La mémoire d’Idola Saint-Jean (1879-1945) n’est peut-être pas aussi négligée que l’affirment Lavigne et Stanton-Jean. Après tout, la féministe figure désormais dans les manuels scolaires et sa statue est bien en vue devant le Parlement de Québec. Mais ce que l’on connaît d’elle se limite souvent au combat suffragiste qu’elle a mené pendant deux décennies. Dans cet ouvrage étoffé mais facile d’accès, d’autres facettes de Saint-Jean sont mises en lumière, brossant de la sorte un portrait plus complexe et fascinant du personnage. On rencontre ainsi l’artiste de théâtre, la professeure de diction, la candidate politique ainsi que la journaliste de la radio et de la presse écrite.

Suivant une logique mi-chronologique, mi-thématique, l’ouvrage se divise en pas moins de 34 chapitres, rassemblés en 4 grandes parties. La première, « Trouver sa place au soleil », aborde les années de formation de la jeune femme. Saint-Jean grandit dans une famille aisée, d’allégeance libérale, dont elle hérite des principes. Elle fait de bonnes études au couvent Villa Maria, puis à l’Académie Saint-Urbain. Comme d’autres gens de son rang, elle passe ses vacances estivales à Cacouna, où elle côtoie entre autres le poète Émile Nelligan. Si l’engagement de son père au sein du Parti libéral est une source évidente d’inspiration pour elle, le véritable rêve d’Idola est le théâtre. La jeune femme s’impose d’ailleurs comme « l’une des plus délicieuses étoiles » de la scène nationale (p. 71). Le décès subit de son père en avril 1900 change la donne. Les finances familiales fragilisées, l’artiste, qui n’envisage aucunement le mariage, doit trouver des revenus. L’Université McGill l’engagera pour enseigner la diction française.
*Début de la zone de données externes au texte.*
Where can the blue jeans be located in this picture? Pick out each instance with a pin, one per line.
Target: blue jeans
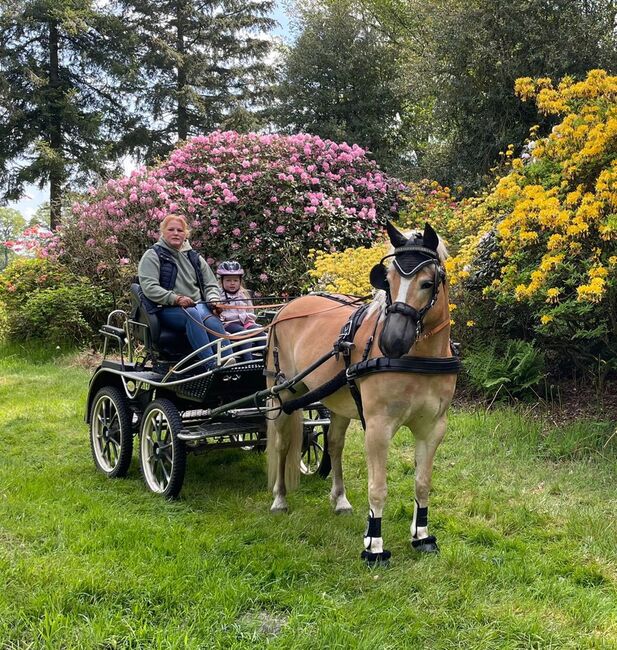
(235, 328)
(188, 320)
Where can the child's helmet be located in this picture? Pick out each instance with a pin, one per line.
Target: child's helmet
(229, 267)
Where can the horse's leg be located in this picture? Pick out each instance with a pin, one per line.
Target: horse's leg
(376, 443)
(426, 445)
(336, 442)
(283, 450)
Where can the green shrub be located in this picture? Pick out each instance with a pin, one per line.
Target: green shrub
(44, 300)
(516, 372)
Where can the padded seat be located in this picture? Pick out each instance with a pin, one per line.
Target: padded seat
(166, 344)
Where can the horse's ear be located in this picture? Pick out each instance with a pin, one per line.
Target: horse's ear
(379, 277)
(430, 237)
(397, 239)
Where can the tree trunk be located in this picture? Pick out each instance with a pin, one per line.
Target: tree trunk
(181, 79)
(56, 169)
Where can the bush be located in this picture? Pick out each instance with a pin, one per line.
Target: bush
(546, 246)
(265, 200)
(43, 300)
(515, 372)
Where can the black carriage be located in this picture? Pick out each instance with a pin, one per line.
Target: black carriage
(155, 389)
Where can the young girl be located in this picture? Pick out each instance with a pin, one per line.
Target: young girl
(236, 318)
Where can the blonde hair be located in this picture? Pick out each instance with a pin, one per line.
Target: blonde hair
(175, 217)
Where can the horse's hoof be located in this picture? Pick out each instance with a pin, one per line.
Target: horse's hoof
(373, 559)
(425, 545)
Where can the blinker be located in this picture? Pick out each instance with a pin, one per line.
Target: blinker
(379, 277)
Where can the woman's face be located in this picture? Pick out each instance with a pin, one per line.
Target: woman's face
(174, 234)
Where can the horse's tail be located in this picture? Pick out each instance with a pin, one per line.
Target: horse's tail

La deuxième partie de la biographie s’intéresse à la « Femme moderne et autonome ». On y dépeint l’activité de Saint-Jean comme pionnière du féminisme. Celle-ci fonde, entre autres, l’éphémère Association artistique des dames canadiennes, attachée à la Fédération nationale Saint-Jean-Baptiste en 1908. Ses talents de conférencière sont mis à profit dans différentes causes défendues par la Fédération, comme la lutte à la mortalité infantile. Idola s’occupe aussi du comité de secours français lors de l’épidémie de grippe espagnole de 1918 et s’engage pour l’amélioration du sort des jeunes délinquants. La question du vote des femmes retient, bien sûr, l’attention des auteures. En 1922, Idola Saint-Jean devient secrétaire du nouveau Comité provincial pour le suffrage féminin. Les suffragistes doivent alors faire face à une opposition musclée du gouvernement Taschereau et de l’épiscopat catholique. Dans cette tempête, la militante semble inébranlable. Elle propage entre autres ses idées sur les ondes de CKAC, à partir de 1925. À l’automne 1929, elle est nommée directrice de la page féminine du Montreal Herald où elle tient, pendant un an, une étonnante page féminine, rédigée dans les deux langues. Les questions relatives aux droits des femmes y supplantent les thèmes habituels, comme la cuisine et le tricot. En 1933, Saint-Jean fonde son propre journal, La Sphère féminine/Women’s Sphere, résolument féministe. Si, en raison de sources disponibles, les biographes mettent surtout l’accent sur la vie publique d’Idola, quelques documents permettent d’évoquer des événements de sa vie intime : une peine d’amour, vécue à l’âge de 44 ans, ainsi qu’une demande en mariage refusée au nom de sa nécessaire liberté.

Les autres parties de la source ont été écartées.